Como pioneira na categoria de AI Host, a Lenovo é atualmente a única empresa no país a realizar uma disposição em linha dupla de produtos de consumo e comerciais, e a lançar oficialmente produtos que se adaptam a diferentes necessidades dos usuários, fornecendo exemplos práticos de implementação comercial em camadas para o mercado: modelos de entrada leve a partir de 5000 yuanes que reduzem a barreira de entrada; modelos principais de 0,5 a 40 mil yuanes voltados para empresas unipessoais e pequenas equipes, que operam suavemente modelos grandes de 35B a 70B; e soluções de flagship e em grupo acima de 40 mil yuanes, que suportam inferência de modelos grandes de centenas de bilhões e interconexão de múltiplas máquinas, atendendo às necessidades de implementação privada das empresas; desde o Lenovo AI Host MINI até o Lenovo Baiying AI Host 300, vários produtos foram lançados, cobrindo todas as necessidades desde a experimentação pessoal até a computação intensiva empresarial.

Cada transição de paradigma de computação está a remodelar o cenário de hardware. Atualmente, no mercado, gigantes da tecnologia como Apple e Lenovo estão a liderar conjuntamente o desenvolvimento desta nova espécie de computação de borda — seja o Apple Mac mini, utilizado por geeks como um nó de raciocínio local 24 horas por dia, ou a série de AI Hosts sistematicamente lançada pela Lenovo, ambos estão a emitir sinais fortes de explosão industrial: a demanda rígida dos usuários por computação de borda de baixo custo, alta privacidade e residente está a impulsionar a computação de borda de uma exploração espontânea e dispersa para uma implementação industrial padronizada e em escala.

O White Paper prevê que a indústria de AI Hosts na China passará por três fases: 2026 será o ano de introdução da categoria, com um volume de envios de cerca de 400 mil unidades e um mercado correspondente de cerca de 5 bilhões de yuanes; 2027-2028 será o período de penetração inicial, com grupos de AI OPC e pequenas e médias empresas a adquirirem gradualmente, enquanto o mercado ainda estará na fase de educação da categoria; 2029-2030, o mercado entrará em um período de aceleração, com o volume de envios a subir de cerca de 3,5 milhões de unidades para cerca de 7 milhões de unidades, e o mercado correspondente a aumentar de cerca de 46 bilhões de yuanes para cerca de 77 bilhões de yuanes.

A publicação oficial do White Paper “AI Host” não só estabelece padrões técnicos unificados e critérios de seleção para a indústria, como também clarifica as fronteiras entre AI Hosts, terminais tradicionais e computação em nuvem, prevendo ainda a abertura de um mercado de bilhões e uma transição histórica no paradigma de computação pessoal.

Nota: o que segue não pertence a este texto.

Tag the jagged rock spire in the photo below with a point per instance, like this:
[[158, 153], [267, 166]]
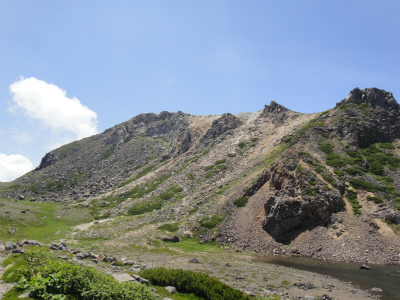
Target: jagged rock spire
[[373, 96]]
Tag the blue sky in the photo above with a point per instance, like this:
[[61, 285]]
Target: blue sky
[[69, 69]]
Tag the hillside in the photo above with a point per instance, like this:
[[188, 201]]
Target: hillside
[[325, 185]]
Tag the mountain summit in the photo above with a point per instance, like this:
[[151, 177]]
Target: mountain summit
[[325, 185]]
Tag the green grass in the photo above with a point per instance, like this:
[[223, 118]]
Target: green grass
[[144, 207], [108, 153], [221, 161], [212, 222], [275, 154], [41, 222], [376, 199], [352, 197], [171, 227], [241, 202]]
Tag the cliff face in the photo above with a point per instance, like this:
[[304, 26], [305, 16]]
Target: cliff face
[[324, 185]]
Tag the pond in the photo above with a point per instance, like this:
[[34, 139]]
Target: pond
[[386, 277]]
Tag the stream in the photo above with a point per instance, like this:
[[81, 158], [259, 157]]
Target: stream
[[386, 277]]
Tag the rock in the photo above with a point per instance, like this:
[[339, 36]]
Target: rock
[[173, 239], [171, 289], [123, 277], [12, 230]]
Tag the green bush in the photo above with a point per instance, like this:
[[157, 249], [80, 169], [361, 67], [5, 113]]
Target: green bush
[[108, 153], [362, 184], [212, 222], [352, 197], [144, 207], [171, 227], [47, 277], [330, 180], [376, 199], [326, 148], [353, 171], [200, 284], [241, 202]]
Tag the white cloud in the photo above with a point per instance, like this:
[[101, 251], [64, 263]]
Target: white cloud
[[50, 105], [13, 166]]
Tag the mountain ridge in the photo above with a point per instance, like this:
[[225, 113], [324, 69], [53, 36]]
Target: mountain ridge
[[271, 181]]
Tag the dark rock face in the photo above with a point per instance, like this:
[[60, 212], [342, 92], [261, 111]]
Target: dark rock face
[[47, 160], [222, 125], [274, 108], [373, 96], [293, 208], [367, 116], [276, 112]]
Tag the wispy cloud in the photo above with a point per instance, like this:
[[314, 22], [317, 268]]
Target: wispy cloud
[[50, 105], [13, 166]]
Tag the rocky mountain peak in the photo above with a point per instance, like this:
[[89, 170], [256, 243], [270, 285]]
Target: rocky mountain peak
[[274, 107], [373, 96]]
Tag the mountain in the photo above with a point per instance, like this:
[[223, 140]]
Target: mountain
[[325, 185]]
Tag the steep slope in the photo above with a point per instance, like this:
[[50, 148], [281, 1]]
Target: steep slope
[[324, 185], [335, 190]]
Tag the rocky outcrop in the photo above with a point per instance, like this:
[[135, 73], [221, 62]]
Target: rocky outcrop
[[220, 126], [372, 96], [367, 116], [296, 205]]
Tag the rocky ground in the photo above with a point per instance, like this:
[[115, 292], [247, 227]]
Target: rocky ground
[[236, 269], [4, 287]]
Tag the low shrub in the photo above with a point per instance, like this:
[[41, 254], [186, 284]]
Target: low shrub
[[144, 207], [326, 148], [359, 183], [221, 161], [352, 197], [212, 222], [200, 284], [46, 276]]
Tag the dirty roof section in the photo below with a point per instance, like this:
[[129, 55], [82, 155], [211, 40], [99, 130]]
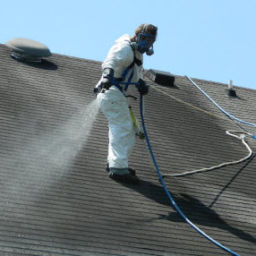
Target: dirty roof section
[[56, 198]]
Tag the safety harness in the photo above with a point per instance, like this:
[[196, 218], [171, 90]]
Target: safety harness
[[119, 81]]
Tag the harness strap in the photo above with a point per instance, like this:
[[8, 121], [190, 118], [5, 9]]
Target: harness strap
[[126, 71]]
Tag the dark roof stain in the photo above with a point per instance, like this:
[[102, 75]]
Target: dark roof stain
[[56, 198]]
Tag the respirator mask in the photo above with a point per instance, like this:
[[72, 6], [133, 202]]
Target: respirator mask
[[145, 42]]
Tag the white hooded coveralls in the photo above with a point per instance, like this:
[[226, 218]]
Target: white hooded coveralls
[[114, 105]]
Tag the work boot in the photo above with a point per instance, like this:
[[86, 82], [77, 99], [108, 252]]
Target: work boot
[[123, 175]]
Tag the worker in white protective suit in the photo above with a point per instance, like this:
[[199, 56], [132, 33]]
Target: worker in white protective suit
[[122, 68]]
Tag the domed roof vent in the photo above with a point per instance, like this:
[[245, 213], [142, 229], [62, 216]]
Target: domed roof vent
[[28, 50]]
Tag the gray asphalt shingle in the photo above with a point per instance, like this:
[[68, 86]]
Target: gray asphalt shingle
[[56, 198]]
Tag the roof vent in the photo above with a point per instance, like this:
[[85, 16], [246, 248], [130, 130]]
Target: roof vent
[[161, 77], [28, 50]]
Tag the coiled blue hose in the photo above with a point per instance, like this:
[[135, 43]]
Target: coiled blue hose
[[172, 201]]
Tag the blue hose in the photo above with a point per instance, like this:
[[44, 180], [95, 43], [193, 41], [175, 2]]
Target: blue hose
[[173, 203]]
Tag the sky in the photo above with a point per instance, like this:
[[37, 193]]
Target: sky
[[213, 40]]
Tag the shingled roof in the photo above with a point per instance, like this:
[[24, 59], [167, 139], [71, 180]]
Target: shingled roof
[[56, 198]]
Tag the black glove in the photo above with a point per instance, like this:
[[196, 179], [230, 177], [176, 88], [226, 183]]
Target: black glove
[[142, 87], [107, 78]]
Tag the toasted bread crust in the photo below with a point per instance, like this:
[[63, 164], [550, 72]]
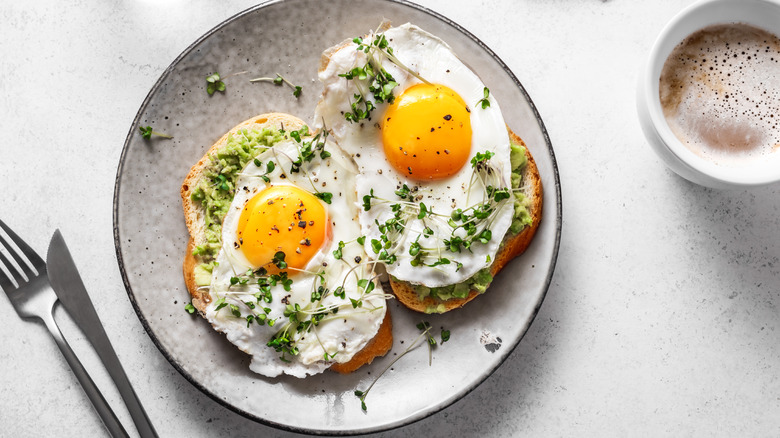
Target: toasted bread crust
[[379, 345], [512, 246]]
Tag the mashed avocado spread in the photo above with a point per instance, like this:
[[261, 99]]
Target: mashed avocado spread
[[216, 188], [481, 280]]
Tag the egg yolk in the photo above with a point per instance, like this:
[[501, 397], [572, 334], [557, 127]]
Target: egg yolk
[[282, 218], [426, 132]]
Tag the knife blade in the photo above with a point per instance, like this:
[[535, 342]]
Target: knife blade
[[67, 284]]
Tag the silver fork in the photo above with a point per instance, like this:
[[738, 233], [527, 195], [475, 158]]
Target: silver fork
[[27, 286]]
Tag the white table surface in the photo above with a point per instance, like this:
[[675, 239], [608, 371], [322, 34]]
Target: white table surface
[[663, 316]]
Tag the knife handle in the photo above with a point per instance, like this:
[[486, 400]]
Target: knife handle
[[93, 392], [115, 370], [99, 340]]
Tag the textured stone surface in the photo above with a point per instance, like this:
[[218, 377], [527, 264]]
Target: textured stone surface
[[662, 318]]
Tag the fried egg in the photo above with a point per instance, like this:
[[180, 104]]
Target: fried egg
[[434, 181], [292, 288]]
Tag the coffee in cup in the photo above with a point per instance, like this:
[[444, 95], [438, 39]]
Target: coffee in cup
[[720, 93]]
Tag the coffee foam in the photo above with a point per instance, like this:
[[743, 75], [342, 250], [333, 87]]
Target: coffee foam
[[720, 93]]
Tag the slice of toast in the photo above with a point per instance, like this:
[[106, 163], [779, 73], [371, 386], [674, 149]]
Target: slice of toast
[[194, 217], [511, 247]]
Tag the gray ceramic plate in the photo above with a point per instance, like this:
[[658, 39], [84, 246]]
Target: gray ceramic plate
[[151, 238]]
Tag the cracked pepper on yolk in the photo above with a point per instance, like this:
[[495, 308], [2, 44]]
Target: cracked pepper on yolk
[[426, 132], [282, 218]]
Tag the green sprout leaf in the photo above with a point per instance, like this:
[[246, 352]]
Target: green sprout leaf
[[485, 101], [214, 83], [147, 132]]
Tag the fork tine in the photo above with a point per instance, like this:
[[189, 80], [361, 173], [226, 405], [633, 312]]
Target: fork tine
[[5, 275], [19, 270], [36, 261]]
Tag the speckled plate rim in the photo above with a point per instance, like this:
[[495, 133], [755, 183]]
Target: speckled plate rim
[[417, 416]]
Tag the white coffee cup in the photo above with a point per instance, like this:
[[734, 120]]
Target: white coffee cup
[[764, 14]]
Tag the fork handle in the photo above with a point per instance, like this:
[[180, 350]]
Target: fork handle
[[95, 396]]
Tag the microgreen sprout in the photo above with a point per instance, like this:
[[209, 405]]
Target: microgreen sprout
[[147, 132], [425, 328], [485, 101], [214, 83], [269, 167], [279, 80], [371, 79]]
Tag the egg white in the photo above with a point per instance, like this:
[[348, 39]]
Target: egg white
[[433, 60], [345, 333]]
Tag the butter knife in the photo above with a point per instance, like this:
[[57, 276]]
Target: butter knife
[[67, 284]]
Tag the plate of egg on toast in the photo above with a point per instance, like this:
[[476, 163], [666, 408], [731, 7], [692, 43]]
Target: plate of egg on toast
[[327, 227]]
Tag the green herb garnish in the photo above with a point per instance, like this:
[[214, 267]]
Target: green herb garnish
[[484, 102], [147, 133]]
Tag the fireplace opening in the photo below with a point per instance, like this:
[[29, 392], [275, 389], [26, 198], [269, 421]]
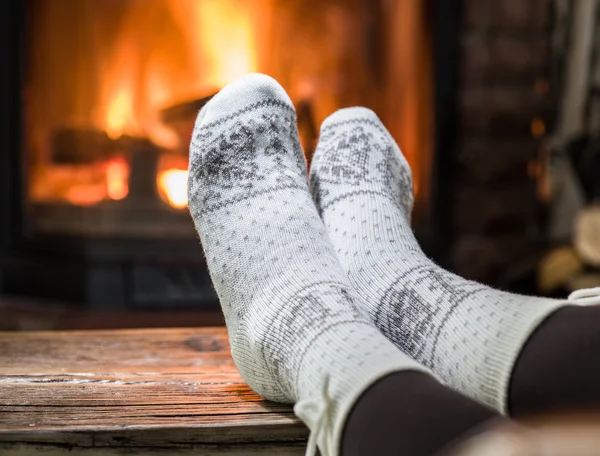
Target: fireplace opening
[[112, 90]]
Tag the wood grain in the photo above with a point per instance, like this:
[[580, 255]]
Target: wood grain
[[150, 391]]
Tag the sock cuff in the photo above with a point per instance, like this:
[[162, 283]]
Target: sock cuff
[[504, 354], [355, 356]]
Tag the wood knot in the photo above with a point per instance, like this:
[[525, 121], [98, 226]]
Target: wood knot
[[204, 344]]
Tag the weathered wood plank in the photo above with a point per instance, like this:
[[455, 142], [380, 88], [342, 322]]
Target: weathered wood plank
[[149, 390]]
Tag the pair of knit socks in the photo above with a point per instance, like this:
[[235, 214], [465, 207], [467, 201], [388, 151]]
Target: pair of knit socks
[[325, 291]]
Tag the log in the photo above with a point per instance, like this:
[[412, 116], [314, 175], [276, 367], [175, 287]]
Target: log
[[557, 268], [587, 235]]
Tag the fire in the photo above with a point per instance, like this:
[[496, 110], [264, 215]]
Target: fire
[[172, 184], [203, 45], [117, 173]]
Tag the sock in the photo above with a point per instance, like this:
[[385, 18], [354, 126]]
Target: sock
[[411, 413], [296, 331], [558, 370], [468, 334]]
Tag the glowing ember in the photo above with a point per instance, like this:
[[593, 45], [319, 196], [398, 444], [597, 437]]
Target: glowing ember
[[172, 184], [117, 173]]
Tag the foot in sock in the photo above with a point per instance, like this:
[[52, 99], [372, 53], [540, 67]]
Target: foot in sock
[[470, 335], [296, 331]]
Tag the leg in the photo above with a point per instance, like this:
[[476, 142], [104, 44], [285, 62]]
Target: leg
[[411, 413], [558, 369], [469, 334]]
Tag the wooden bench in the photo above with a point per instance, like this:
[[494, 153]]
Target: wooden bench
[[148, 391]]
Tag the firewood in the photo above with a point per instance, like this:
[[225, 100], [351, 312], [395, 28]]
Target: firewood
[[587, 280], [558, 267], [587, 235]]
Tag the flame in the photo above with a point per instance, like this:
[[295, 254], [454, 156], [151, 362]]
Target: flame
[[172, 184], [117, 174], [205, 44]]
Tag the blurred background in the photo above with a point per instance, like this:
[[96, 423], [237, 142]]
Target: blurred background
[[495, 103]]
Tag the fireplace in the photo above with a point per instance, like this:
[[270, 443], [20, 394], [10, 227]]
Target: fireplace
[[103, 95]]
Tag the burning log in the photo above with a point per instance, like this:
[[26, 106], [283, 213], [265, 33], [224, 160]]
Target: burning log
[[181, 118], [74, 146]]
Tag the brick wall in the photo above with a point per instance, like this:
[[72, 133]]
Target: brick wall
[[504, 90]]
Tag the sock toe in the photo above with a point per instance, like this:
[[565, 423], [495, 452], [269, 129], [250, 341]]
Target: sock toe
[[247, 91]]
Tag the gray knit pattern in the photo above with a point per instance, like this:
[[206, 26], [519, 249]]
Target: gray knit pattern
[[468, 334], [296, 330]]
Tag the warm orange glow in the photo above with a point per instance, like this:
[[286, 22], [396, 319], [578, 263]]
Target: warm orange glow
[[132, 59], [216, 43], [172, 183], [117, 173]]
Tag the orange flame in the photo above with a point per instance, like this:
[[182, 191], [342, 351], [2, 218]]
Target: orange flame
[[117, 174], [172, 185]]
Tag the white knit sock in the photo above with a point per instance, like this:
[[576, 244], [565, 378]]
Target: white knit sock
[[469, 334], [295, 329]]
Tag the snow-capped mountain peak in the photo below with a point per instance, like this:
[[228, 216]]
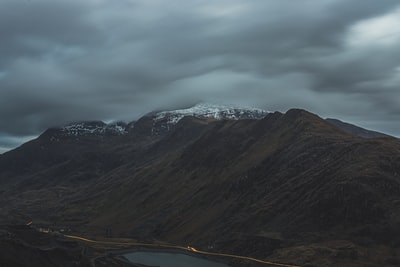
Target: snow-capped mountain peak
[[206, 110]]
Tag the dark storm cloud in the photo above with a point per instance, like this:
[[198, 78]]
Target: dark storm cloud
[[97, 59]]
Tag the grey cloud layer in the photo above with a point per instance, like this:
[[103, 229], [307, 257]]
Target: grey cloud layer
[[74, 60]]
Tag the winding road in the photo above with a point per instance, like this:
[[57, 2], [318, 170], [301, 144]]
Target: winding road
[[191, 249]]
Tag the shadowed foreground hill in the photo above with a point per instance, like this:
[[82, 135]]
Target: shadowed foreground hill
[[289, 187]]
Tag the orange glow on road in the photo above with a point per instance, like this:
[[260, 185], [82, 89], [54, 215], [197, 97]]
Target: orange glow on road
[[188, 248]]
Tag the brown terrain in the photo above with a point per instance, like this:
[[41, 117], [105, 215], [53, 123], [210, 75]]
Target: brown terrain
[[291, 188]]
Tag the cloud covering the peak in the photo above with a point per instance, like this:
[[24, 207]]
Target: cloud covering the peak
[[99, 59]]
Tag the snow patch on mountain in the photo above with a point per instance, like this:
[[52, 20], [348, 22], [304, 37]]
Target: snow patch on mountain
[[205, 110], [96, 128]]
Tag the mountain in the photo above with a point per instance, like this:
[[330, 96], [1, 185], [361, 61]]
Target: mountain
[[290, 186], [353, 129]]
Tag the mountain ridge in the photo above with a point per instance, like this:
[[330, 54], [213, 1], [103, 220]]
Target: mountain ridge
[[256, 187]]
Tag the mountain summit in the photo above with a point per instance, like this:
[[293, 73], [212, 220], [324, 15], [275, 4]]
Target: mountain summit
[[211, 111]]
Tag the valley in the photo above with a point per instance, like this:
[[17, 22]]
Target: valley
[[280, 187]]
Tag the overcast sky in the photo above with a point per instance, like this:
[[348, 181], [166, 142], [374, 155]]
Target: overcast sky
[[67, 60]]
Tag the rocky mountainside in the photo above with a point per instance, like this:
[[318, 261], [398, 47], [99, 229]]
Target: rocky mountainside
[[291, 187]]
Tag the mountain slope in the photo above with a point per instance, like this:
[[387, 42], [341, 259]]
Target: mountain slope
[[254, 187]]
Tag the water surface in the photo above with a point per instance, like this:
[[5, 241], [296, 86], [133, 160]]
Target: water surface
[[163, 259]]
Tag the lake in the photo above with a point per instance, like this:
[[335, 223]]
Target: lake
[[163, 259]]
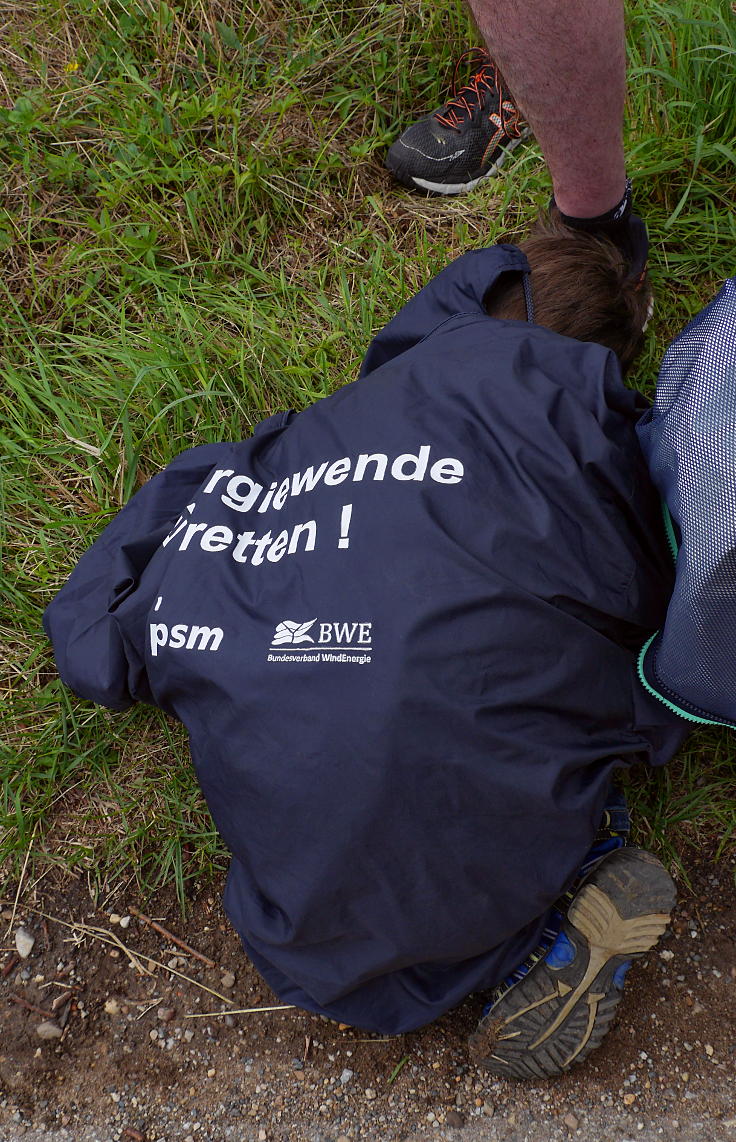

A inteligência, em última análise, tornará-se tão omnipresente e acessível como água e eletricidade, e através de novas espécies como o AI Host, será verdadeiramente segura e de baixo custo, pertencendo a cada usuário.

Item Especificações
Consumo mensal de Tokens 600 milhões de Tokens
Ciclo de retorno do investimento cerca de 10 meses
Tokens em cenários de alto uso 1,8 bilhões de Tokens
Ciclo de retorno do investimento em alto uso cerca de 8 meses
Redução do TCO em cinco anos pode ser reduzido em até 67%
Conteúdo original
Este artigo é a versão em português de um conteúdo original do TechRitual.